[Egyptian] List of considerations

Mark-Jan Nederhof mn31 at st-andrews.ac.uk
Wed Jul 20 11:21:34 BST 2016


Dear All,

I'm afraid the momentum is lost if we wait any longer with resuming the discussion. 
So let me make an inventory about how I see things. This assumes familiarity with 
the issues in the last version of the proposal:

https://mjn.host.cs.st-andrews.ac.uk/tmp/unicode.pdf

as well as with the discussions in Cambridge, inside and outside the Fitzwilliam.

One thought is that we should make the encoding as simple as possible, but not
simpler. Another thought is that we need a systematic design, not a bunch of
individual control characters thrown together. This pertains both to
functionality (what can be expressed) and to syntax (how is it expressed). As
for functionality, the primitives should cover a natural range of what
Egyptologists want the encoding to express at a very minimum, recognizing
the need to sacrifice precision for simplicity. As to syntax, we should not lose 
sight of the bigger picture, or we might tie ourselves into a knot with operator 
precedence.

More on the functionality: our team (TLA/Ramses/St Andrews) had relatively few
qualms simplifying the semantics of the insertions, to allow an inserted group
to spill over to outside the bounding box of the 'big' sign. This makes it easier
to use, in particular removing the need of the EMPTY to artificially increase the 
size of the bounding box. (It makes the mapping to richer and more precise 
encodings outside Unicode more difficult, but this aside.) With the simplification, 
we could abandon the four insertions at the four sides, because then these are
basically horizontal and vertical grouping in combination with the "JOIN" from
our original proposal.  However, if we then drop the JOIN, it would be quite
odd to be able to have a primitive for "insert into a corner" but not for the
functionality of "insert into a side". If you look at typical uses of the & in
the past, then you see many can only be expressed as "insert into a side", or
alternatively horizontal/vertical grouping with JOIN.  So JOIN plus the four
insertions into the four corners forms a logical whole. 

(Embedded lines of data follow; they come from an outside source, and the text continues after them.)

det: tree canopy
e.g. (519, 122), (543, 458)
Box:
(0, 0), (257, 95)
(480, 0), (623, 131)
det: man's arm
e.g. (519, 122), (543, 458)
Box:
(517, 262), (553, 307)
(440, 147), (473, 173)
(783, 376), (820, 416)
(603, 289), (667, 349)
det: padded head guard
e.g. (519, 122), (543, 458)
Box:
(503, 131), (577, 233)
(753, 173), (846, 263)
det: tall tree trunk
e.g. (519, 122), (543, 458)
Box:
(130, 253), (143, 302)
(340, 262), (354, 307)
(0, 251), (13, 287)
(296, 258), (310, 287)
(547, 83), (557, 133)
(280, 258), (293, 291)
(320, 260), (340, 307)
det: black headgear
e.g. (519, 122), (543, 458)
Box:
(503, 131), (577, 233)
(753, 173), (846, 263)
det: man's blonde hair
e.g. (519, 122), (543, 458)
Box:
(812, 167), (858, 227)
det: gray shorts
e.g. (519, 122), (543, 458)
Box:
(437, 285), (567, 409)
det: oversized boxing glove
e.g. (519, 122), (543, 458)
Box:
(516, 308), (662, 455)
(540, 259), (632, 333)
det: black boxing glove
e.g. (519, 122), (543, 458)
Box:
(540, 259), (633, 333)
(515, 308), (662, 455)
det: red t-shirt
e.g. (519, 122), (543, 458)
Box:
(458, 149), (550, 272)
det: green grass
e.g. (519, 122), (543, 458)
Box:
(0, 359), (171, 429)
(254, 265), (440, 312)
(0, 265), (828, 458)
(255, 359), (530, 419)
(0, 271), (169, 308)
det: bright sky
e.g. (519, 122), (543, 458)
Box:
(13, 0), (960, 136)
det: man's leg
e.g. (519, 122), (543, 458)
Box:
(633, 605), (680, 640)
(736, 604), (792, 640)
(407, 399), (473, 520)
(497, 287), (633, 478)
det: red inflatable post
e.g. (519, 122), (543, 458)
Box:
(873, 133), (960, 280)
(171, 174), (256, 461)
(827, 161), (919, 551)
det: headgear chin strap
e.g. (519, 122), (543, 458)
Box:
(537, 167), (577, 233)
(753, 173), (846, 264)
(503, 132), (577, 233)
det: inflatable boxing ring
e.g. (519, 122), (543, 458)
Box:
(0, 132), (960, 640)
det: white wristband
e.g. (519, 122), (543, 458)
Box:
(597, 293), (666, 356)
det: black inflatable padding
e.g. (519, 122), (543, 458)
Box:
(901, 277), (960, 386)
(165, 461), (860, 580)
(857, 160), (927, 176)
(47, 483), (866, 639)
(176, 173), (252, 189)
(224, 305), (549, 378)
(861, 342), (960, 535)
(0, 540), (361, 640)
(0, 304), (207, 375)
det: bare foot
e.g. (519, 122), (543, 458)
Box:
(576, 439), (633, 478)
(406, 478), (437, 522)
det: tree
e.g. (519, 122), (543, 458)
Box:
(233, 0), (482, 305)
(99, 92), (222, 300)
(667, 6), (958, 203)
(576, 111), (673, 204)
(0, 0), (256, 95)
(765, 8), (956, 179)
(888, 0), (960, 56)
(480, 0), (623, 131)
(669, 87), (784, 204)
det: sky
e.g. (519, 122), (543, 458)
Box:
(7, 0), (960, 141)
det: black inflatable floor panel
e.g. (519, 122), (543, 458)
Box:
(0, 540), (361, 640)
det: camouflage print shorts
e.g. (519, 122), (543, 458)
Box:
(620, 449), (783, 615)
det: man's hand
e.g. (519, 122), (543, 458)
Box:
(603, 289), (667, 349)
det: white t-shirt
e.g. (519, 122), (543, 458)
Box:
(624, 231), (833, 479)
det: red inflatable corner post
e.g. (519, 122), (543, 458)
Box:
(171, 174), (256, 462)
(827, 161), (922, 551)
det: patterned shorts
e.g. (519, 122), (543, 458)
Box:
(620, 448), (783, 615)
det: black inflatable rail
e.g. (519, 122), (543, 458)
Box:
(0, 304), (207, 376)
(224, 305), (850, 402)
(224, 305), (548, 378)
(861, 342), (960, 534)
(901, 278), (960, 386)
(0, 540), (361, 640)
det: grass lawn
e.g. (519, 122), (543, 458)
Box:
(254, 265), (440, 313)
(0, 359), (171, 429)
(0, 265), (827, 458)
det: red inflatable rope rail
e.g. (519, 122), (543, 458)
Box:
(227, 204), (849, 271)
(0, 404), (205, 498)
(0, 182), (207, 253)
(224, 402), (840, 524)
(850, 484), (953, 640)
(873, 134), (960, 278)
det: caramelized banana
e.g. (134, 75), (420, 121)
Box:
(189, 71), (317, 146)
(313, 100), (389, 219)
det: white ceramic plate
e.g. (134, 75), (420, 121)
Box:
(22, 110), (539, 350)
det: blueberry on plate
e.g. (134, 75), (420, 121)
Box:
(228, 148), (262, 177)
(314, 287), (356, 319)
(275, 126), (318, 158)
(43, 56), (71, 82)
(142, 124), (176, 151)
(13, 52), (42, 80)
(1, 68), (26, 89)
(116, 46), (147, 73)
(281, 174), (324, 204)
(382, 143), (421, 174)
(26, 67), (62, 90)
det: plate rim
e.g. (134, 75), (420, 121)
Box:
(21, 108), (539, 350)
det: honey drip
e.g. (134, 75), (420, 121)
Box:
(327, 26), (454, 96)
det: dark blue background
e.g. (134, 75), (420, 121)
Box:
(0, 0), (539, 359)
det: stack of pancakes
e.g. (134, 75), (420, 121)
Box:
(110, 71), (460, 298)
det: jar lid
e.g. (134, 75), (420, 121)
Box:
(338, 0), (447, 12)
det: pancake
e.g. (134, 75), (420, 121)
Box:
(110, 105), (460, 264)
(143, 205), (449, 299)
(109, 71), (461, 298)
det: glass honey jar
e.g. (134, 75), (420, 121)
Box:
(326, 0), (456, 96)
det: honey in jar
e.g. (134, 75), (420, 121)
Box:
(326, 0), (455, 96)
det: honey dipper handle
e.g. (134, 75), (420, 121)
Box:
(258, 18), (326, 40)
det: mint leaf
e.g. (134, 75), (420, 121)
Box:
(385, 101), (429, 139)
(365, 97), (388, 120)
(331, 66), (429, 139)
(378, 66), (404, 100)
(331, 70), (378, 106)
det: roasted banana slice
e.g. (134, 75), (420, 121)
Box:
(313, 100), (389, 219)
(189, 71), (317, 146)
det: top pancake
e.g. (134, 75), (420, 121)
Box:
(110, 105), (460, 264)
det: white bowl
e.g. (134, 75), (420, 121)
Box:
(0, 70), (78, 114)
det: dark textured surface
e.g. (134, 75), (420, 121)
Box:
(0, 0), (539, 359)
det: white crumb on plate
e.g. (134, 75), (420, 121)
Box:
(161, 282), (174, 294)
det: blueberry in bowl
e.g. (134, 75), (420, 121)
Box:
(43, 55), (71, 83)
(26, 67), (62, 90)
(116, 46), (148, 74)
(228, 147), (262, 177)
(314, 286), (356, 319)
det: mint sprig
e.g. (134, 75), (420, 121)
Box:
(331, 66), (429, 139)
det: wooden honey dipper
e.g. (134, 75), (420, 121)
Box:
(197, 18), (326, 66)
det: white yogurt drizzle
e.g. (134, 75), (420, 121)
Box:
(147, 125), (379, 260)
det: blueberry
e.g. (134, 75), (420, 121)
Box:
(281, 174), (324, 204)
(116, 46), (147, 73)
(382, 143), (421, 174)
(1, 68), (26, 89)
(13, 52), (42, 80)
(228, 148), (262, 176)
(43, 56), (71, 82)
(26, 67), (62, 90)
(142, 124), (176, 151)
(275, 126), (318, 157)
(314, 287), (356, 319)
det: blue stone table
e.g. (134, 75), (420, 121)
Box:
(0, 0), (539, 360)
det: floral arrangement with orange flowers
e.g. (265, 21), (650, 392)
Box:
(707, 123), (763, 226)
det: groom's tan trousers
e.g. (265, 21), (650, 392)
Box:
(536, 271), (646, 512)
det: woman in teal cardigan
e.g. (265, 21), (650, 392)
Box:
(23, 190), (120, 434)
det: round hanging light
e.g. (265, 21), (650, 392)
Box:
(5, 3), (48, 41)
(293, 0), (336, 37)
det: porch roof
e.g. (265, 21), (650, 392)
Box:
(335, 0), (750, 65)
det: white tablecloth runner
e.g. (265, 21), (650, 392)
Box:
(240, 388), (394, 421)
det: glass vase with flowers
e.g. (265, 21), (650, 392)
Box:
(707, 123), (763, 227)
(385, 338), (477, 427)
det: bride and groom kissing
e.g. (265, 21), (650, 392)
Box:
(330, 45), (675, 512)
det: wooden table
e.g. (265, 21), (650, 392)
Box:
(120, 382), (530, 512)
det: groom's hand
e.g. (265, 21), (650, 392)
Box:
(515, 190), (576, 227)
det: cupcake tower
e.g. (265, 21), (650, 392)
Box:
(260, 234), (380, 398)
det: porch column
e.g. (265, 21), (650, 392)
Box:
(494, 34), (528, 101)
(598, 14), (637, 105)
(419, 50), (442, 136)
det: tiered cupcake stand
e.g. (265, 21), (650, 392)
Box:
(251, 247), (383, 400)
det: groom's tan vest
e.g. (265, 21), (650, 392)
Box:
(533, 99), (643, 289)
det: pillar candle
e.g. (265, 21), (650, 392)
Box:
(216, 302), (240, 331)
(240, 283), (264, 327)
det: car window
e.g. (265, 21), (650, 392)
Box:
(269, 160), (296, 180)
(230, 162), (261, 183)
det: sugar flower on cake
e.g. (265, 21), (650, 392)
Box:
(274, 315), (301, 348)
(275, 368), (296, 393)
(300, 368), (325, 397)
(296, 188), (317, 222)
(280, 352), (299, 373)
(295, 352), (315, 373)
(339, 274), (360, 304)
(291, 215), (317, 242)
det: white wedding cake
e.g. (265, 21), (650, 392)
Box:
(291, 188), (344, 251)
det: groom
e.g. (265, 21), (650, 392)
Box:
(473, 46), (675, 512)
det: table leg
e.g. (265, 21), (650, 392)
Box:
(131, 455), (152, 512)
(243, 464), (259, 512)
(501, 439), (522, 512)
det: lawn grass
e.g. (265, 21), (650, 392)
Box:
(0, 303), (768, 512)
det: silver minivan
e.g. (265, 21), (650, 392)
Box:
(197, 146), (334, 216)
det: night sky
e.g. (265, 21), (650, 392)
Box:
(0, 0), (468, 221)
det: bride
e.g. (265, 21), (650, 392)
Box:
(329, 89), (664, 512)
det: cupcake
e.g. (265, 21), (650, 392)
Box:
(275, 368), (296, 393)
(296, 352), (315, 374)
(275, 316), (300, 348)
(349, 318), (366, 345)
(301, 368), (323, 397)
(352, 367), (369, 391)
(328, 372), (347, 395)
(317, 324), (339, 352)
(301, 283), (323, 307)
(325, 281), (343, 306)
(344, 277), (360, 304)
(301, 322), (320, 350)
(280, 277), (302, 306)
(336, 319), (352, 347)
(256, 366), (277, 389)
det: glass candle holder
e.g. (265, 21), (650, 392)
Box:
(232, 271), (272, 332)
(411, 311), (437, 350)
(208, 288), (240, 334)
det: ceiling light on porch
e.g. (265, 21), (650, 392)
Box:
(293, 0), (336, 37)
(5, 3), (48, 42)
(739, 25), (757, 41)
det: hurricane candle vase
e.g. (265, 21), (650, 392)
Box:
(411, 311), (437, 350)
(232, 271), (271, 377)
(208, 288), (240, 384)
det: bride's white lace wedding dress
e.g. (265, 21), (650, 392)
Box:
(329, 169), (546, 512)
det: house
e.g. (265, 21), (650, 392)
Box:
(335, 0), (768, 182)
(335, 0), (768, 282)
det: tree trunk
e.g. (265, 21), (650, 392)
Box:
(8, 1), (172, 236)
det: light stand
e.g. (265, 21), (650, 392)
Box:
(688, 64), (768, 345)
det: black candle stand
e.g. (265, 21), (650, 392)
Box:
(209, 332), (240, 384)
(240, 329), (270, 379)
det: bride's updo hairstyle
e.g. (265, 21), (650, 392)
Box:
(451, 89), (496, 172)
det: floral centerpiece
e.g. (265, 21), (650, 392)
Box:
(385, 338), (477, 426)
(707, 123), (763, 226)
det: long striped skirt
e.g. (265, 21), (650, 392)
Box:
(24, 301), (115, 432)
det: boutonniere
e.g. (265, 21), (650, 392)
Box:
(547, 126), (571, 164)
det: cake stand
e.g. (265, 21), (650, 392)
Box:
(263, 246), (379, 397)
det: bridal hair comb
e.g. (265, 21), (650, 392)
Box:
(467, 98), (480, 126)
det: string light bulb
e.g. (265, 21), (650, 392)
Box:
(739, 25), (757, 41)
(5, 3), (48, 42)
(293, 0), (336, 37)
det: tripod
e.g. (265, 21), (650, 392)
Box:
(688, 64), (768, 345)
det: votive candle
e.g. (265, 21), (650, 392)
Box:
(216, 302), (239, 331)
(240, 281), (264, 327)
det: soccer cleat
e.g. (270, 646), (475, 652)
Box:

In more detail, when we insert G into a corner of S: if G is small, it might fit into 
the bounding box of S; if G is big, it may extend to outside the bounding box; 
the extension would be to the left or right for signs with unit height (as for 
most birds), and to the top or bottom for signs that are less high (as for the tongue).

In the case of birds, insertion into the lower-left corner would no longer mean 
strictly in the corner, but normally just above the feet of the bird. Here we 
sacrifice precision for simplicity of use. Note that PLOTTEXT distinguished
insertion-into-lower-left-corner and insertion-above-the-bird's-feet.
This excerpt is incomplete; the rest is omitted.